4.3.1 Expected output files
For this task the expected results table files have the obvious prefix (expected_results_table) followed by the following values:
{n_db}[s]-{n_sighted}-{n_flagged_stamps}-{seed}-{db_table_size}-{results_table_size}
For example expected_results_table_10s-10000-10-a-20-5.txt gives the expected results table when using the input from the 10s-10000-10 file with a database table of size 20 and a results table of size 5. Notice that each slot contains a list of tuples of the form (plate, time_stamp_list).
Chaining Hash Table:
0- [('BI7323', ['2017-05-22T16:54:23', '2017-05-23T10:33:45', '2017-05-25T12:34:24'])]
1- []
2- [('KA2801', ['2017-05-22T15:24:38', '2017-05-23T06:13:42'])]
3- [('TQ5014', ['2017-05-23T11:03:17']), ('JI6816', ['2017-05-24T16:00:52'])]
4- [('HT9954', ['2017-05-22T19:51:16', '2017-05-23T21:16:52', '2017-05-25T00:39:27'])]
4.4 General Hash Table questions [10 marks]
Once you have all your code working and have had some time to experiment with various test data files. You can answer a few short answer questions about hash tables and hashing. You will need to provide answers in the appropriate text boxes in the submission quiz. The questions you will need to answer are list below.
• The hash function we have been using meets the requirements of a “good” hash function. What are these requirements?

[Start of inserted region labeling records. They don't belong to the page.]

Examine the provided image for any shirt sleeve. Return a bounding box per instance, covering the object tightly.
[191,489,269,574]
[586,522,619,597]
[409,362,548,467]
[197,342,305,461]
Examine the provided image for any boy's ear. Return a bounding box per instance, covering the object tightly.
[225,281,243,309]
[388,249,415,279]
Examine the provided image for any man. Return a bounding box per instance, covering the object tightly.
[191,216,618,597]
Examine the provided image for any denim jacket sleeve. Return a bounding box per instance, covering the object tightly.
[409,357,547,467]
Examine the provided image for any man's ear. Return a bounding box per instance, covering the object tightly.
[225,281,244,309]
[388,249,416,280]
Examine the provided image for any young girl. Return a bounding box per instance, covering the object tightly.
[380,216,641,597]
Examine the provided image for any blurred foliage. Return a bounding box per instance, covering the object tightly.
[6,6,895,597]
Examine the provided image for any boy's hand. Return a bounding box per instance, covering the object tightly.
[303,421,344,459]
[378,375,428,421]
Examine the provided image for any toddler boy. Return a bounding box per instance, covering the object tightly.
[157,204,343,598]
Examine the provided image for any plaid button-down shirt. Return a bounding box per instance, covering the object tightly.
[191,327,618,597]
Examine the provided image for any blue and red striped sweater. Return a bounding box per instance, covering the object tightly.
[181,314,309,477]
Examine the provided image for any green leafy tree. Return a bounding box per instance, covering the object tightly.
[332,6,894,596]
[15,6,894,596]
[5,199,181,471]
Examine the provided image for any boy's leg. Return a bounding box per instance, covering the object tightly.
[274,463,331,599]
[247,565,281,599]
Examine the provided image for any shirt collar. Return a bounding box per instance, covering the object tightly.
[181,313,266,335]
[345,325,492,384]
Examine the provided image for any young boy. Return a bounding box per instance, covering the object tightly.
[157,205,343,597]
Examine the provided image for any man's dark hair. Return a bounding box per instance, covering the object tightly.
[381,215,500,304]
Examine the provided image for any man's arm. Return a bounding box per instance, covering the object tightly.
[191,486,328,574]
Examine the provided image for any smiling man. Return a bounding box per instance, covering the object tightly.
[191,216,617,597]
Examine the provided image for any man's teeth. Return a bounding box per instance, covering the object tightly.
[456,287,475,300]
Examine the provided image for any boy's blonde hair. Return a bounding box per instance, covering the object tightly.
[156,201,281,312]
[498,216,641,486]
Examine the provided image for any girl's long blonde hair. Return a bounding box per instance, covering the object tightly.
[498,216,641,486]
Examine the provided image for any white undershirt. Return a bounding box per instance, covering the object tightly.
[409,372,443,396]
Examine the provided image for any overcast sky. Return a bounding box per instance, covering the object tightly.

• A linear hash table seems to perform poorly when the table has a high load factor. Why might this be?
• What happens when the linear probing hash table has a load factor greater than one? And what happens when the chaining hash table has a load factor greater than one?
• When deciding on the size of a hash table, what trade-offs are we forced to make?
• Chaining and linear probing are both methods to handle collisions in a hash table. What other methods are there?
5 Updatesandclarifications
Please keep an eye on the new forums for any updates or clarifications that might come out during the course of the assignment.
[1] There will soon be an update to Windoze 10 that finally gives Notepad the ability to deal with line endings properly, like every other text editor on the planet. Yay!